Imatinib mesylate (IM) has been shown to be highly efficacious in the treatment of chronic myeloid leukemia (CML). Continuous and adequate dosing is essential for optimal outcomes so patient adherence is critical. There is a considerable variability in the level of molecular responses achieved with IM therapy. These differences could result from variable drug levels which may be due to adherence factor or other factors. This study was designed to determine the relation between drug adherence, imatinib plasma level and clinical response.

Methods

This study was designed as a prospective, observational, non-interventional study. A total of 101 patients with chronic-phase CML treated with IM were enrolled. The study protocol was approved by the Institutional Review Board of the National Cancer Institute of Cairo University, Egypt. Adherence was monitored by using Morisky medication adherence scores (MMAS). Drug level was measured as peak and trough concentration after reaching steady state using high performance liquid chromatography mass spectroscopy (HPLC/MS) and peak/ trough ratio (P/T ratio) was calculated.

Results

The mean IM trough plasma level in patients who achieved unfavorable response (n = 37) was 1183.92 ng/ml, and in patients who achieved favorable response (n = 64) 1560.16 ng/ml (p = 0.006). The P/T ratio in patients who achieved unfavorable response was 3.03 and in patients who achieved favorable response 2.06 (p = 0.001). There was no significant correlation between adherence score and clinical response.

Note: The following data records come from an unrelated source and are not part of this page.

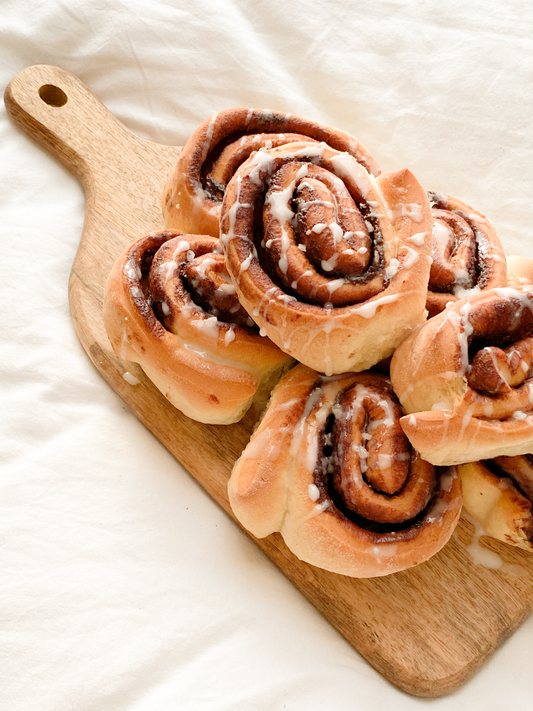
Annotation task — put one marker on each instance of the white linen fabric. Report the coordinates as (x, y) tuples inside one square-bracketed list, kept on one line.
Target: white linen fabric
[(122, 585)]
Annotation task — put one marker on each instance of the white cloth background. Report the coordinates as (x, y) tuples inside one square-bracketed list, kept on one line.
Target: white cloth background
[(122, 585)]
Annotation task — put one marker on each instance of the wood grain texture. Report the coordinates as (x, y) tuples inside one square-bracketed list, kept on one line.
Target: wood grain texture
[(427, 629)]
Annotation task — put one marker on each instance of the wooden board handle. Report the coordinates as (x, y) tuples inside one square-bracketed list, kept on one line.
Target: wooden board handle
[(62, 114)]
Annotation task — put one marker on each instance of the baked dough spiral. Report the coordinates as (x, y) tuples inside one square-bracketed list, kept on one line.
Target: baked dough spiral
[(467, 253), (331, 263), (170, 307), (498, 493), (330, 469), (193, 193), (466, 377)]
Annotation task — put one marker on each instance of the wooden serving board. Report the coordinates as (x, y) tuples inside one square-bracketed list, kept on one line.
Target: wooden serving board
[(426, 629)]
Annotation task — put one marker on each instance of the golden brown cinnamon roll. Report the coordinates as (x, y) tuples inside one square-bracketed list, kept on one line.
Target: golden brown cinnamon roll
[(498, 493), (519, 271), (330, 262), (169, 305), (467, 253), (193, 193), (466, 377), (330, 469)]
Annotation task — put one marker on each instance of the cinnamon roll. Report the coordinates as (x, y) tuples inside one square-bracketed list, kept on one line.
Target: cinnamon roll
[(330, 469), (331, 263), (193, 193), (169, 305), (519, 271), (466, 378), (498, 494), (467, 253)]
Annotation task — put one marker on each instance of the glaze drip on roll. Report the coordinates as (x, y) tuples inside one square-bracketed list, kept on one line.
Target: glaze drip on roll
[(169, 306), (466, 376), (195, 189), (330, 468), (323, 255), (467, 253)]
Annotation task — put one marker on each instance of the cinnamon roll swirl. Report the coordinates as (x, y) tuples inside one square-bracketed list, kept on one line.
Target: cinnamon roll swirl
[(330, 262), (193, 193), (466, 377), (519, 271), (330, 469), (498, 494), (467, 253), (169, 305)]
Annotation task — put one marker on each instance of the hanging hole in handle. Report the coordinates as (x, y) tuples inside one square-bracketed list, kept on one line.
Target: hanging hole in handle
[(53, 95)]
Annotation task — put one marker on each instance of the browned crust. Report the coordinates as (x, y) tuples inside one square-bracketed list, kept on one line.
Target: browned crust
[(185, 204), (339, 339), (269, 491), (201, 376), (492, 265), (445, 438)]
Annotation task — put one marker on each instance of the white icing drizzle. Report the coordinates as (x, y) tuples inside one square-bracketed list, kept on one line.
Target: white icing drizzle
[(345, 166), (369, 309), (418, 238), (479, 555), (410, 258)]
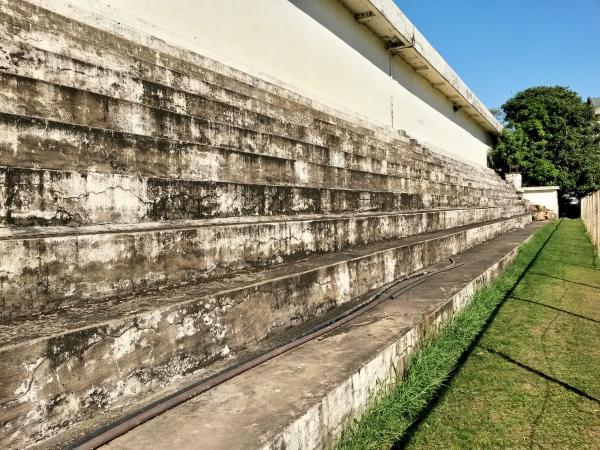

Multivariate analysis identified P/T ratio as the only independent predictors of clinical response.

Conclusions

In patients with CML treated with IM the significant independent factor affecting response was P/T ratio. As the peak/trough ratio increase by one, the risk of poor response increased by more than double compared with a good response with 95% CI:1.28 – 3.92 (P = 0.005).

Clinical trial identification

Legal entity responsible for the study

National Cancer Institute

Funding

National Cancer Institute, Cairo University

Disclosure

All authors have declared no conflicts of interest.